Les campagnes électorales ont un coût pour le budget de l’Etat, et donc pour les Français, qu'ils votent ou qu’ils s’abstiennent.

Le financement public des campagnes électorales et de la vie politique permet d'éviter, dans une certaine mesure, le lobbying des grands groupes qui pourraient financer la vie politique dans l'attente de renvois d'ascenseur, une fois l’élu aux responsabilités. La loi française fixe donc un cadre strict au financement électoral des campagnes politiques.

Il n'en a pas toujours été ainsi. En effet, avant la loi du 11 mars 1988, aucun cadre légal précis n'existait vraiment. Depuis lors, à savoir depuis la campagne présidentielle de 1995, les candidats ne peuvent pas dépenser sans compter. Ils doivent également, au sens strict, "rendre des comptes".

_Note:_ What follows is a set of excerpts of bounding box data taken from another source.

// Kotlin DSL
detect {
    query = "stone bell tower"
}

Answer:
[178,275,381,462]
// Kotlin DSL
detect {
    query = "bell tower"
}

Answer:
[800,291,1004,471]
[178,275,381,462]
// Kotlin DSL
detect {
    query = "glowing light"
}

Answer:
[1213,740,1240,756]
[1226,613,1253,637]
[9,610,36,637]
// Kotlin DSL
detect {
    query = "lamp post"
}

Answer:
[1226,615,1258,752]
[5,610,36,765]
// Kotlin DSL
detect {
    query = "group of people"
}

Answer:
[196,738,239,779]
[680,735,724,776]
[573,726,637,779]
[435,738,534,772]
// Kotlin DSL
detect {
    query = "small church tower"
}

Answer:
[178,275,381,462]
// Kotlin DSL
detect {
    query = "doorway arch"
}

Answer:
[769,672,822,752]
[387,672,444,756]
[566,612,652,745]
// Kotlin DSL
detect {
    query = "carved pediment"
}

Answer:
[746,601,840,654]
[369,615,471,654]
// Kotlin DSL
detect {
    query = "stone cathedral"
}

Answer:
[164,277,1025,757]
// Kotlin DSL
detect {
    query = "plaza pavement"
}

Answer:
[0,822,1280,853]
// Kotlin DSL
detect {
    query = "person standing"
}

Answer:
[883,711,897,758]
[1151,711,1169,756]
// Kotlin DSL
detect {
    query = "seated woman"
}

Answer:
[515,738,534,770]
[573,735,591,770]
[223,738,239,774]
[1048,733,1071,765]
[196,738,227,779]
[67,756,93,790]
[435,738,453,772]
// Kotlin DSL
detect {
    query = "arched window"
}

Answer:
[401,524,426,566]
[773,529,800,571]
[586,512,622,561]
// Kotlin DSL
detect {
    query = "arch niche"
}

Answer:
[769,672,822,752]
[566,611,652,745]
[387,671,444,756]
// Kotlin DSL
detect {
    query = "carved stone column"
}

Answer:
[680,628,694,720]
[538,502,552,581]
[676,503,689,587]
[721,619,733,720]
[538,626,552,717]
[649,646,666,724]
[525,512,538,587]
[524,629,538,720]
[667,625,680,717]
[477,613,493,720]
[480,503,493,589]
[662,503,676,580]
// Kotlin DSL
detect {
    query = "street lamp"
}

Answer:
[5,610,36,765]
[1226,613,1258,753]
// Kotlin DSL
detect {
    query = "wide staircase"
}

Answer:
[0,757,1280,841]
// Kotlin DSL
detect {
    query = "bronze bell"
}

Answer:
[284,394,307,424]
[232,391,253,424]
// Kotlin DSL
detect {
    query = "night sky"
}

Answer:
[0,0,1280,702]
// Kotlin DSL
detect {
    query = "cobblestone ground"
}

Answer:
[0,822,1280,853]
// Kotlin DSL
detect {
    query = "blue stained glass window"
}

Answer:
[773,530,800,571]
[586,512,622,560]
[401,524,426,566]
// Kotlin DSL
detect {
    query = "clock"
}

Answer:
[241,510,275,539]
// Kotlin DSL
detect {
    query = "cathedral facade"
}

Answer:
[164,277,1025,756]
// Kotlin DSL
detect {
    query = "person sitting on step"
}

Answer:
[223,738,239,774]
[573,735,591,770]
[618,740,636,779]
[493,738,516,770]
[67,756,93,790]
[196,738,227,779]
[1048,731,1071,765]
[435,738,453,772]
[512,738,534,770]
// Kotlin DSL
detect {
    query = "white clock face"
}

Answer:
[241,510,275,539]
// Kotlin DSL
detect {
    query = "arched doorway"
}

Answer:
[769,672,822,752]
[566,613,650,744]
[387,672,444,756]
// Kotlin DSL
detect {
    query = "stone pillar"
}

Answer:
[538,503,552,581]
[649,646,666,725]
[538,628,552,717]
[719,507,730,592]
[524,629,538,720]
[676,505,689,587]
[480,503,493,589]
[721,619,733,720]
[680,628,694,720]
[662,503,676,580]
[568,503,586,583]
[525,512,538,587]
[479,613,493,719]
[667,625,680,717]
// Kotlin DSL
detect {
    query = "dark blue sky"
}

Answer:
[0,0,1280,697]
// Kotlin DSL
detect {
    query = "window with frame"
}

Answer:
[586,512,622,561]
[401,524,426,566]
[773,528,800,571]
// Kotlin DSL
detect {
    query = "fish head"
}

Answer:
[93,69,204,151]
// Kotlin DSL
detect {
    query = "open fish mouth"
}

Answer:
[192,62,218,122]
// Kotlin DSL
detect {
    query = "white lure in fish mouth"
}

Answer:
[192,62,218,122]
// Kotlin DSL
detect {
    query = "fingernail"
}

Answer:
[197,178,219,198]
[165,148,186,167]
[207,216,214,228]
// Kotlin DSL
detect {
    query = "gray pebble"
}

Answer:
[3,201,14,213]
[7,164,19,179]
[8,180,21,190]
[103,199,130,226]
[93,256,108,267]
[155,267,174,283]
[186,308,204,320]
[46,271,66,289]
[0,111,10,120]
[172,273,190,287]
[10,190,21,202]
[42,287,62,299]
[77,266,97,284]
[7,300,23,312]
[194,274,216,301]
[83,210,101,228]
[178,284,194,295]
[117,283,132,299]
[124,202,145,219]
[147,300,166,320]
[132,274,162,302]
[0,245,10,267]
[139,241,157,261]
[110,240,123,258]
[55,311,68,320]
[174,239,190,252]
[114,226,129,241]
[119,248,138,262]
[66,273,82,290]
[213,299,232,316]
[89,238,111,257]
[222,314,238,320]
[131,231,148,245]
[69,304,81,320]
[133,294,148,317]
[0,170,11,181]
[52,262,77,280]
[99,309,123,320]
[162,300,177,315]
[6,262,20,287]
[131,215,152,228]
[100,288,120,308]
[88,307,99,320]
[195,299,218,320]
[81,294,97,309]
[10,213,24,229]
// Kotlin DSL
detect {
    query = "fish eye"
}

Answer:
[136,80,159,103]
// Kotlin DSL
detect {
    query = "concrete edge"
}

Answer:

Les dépenses d'une campagne électorale française sont sans commune mesure avec les dépenses que peut engendrer une campagne américaine. La somme faramineuse de 1,13 milliard de dollars a ainsi été dépensée par le candidat démocrate en 2012. Depuis 2010 et l’arrêt "Citizens United vs. Federal élection Commission", la Cour suprême américaine a rendu les financements quasiment illimités et ouverts aux entreprises.

En France le système de financement est différent de celui des États-Unis puisque les candidats ne peuvent pas dépenser sans limite: le plafond de dépenses, est fixé à 16,851 millions d’euros pour chacun des candidats présents au premier tour et à 22,509 millions pour ceux du second tour.

La volonté de moralisation de la vie politique a fixé depuis la loi du 19 janvier 1995 le principe de l'interdiction de financement électoral par les personnes morales, autres que les partis. Il est interdit aux sociétés commerciales de financer la vie politique. Seules les personnes physiques peuvent faire des dons et apporter des avantages en nature. Les dons des particuliers sont admis et limités à 4.600 euros par donateur, tout don égal ou supérieur à 150 euros doit être obligatoirement effectué par chèque, virement ou carte bancaire pour lutter contre le blanchiment.

Lors d’une campagne, "pour rentrer dans ses frais", tout candidat vise le Graal des 5%, le seuil de déclenchement des remboursements aux frais réels. Or seuls 5 candidats sur 11 ont dépassé le 23 avril 2017 les 5% des suffrages exprimés. Le candidat Nicolas Dupont-Aignan a approché ce seuil symbolique mais devra se contenter de 4,7% et ne pourra pas compter sur le remboursement total de ses frais de campagne.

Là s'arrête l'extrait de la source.